Georg enmudeció ante aquella posibilidad. En una ocasión soñó que María estaba encinta. En aquel onirismo la esbozó sentada junto a la chimenea, con la leña crepitante en un invierno lumínico, observando su propio vientre henchido a la par que lo acariciaba amorosa sobre la tela gruesa de su vestido. Entonces, María levantó la cabeza y le perfiló una sonrisa, a él, invitándolo a sentarse junto a ella. No estaba del todo seguro, pero juraría que él mismo era el padre de su hijo. Curiosa la apreciación de Max.

—Jamás vi tanta generosidad y condescendencia en una persona —afirmó Georg—. Estoy convencido de que sería una madre maravillosa. De hecho, se dé cuenta o no, ya lo es.

—Cierto.

El silencio se instaló entre ambos.

—Bueno, la cuestión es... ¿qué piensas hacer?

—Nada.

—¿Nada? —repitió con incredulidad.

—Nada. Esperar a que se me pase. Qué más puedo hacer —más que una pregunta era una constatación—. Tan sólo me pregunto qué hare en su ausencia, tras el verano.

Máx meditó durante un instante.

—Mañana es la fiesta en honor a Elsa —desvió aparentemente la conversación—. Creo que tienes un problema. Ahora.

—No te preocupes, no cancelaré la fiesta —aseguró.

—No se trata de eso... Lo que quiero decir es que mañana vas a tener pululando por aquí a toda la flor y nata de Salzburgo. A toda esa gente encopetada y alcahueta de estos lares —se pausó—. Ándate con ojo y, sobre todo, te pido por favor que protejas a María. Ella no tiene nada que ver con tu infortunio. O sí, pero no de ese modo.

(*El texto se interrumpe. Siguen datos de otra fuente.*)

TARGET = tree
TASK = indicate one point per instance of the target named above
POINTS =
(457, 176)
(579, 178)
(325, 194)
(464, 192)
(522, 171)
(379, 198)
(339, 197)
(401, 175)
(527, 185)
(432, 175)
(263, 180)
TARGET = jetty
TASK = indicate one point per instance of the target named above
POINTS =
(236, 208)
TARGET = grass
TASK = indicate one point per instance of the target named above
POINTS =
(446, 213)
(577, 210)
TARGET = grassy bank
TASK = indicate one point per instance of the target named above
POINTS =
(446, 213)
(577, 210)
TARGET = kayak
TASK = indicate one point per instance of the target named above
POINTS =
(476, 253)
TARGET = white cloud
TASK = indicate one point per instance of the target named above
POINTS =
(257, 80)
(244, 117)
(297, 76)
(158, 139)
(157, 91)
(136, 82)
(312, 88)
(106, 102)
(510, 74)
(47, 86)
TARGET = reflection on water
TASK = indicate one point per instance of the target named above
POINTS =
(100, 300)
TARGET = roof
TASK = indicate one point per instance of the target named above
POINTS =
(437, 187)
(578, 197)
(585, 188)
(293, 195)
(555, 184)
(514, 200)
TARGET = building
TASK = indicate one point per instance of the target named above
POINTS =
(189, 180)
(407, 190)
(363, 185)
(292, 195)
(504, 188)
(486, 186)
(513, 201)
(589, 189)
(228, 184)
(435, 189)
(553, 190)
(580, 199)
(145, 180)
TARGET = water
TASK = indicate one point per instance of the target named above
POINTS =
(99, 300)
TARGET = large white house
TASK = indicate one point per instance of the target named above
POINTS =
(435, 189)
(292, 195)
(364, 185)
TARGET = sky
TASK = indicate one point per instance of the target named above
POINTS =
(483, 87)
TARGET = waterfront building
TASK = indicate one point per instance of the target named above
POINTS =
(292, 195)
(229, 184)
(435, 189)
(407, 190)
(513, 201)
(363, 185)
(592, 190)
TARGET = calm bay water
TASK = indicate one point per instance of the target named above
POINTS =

—Max, y ¿qué iba a pasarle a María? —no entendió qué quería decir con exactitud—. Es sólo una fiesta.

—Georg, incluso Elsa debe de darse cuenta a estas alturas de que tu mente anda divagando. Es más, creo que la única que aún no sabe que la admiras —enfatizó— es ella misma, María.

Georg frunció levemente el ceño, como si cavilara. Max sonrió ante la lucha interna en la que el apuesto capitán se encontraba.

—Estoy cansado, así que me voy a dormir —terminó Max—. Mañana puede ser un buen día de negocios, Georg —le golpeó el hombro un par de veces de manera reconfortante—. Buenas noches y... felices sueños.

Georg volvió a mirarlo con recelo y sacudió la cabeza. Aquella última frase parecía una broma de mal gusto, dadas las circunstancias.

—No tienes remedio, Max. Buenas noches.

Georg vio cómo su compañero desaparecía tras las cortinas de la puerta acristalada hacia el pasillo iluminado, dejándolo a solas con su tormento.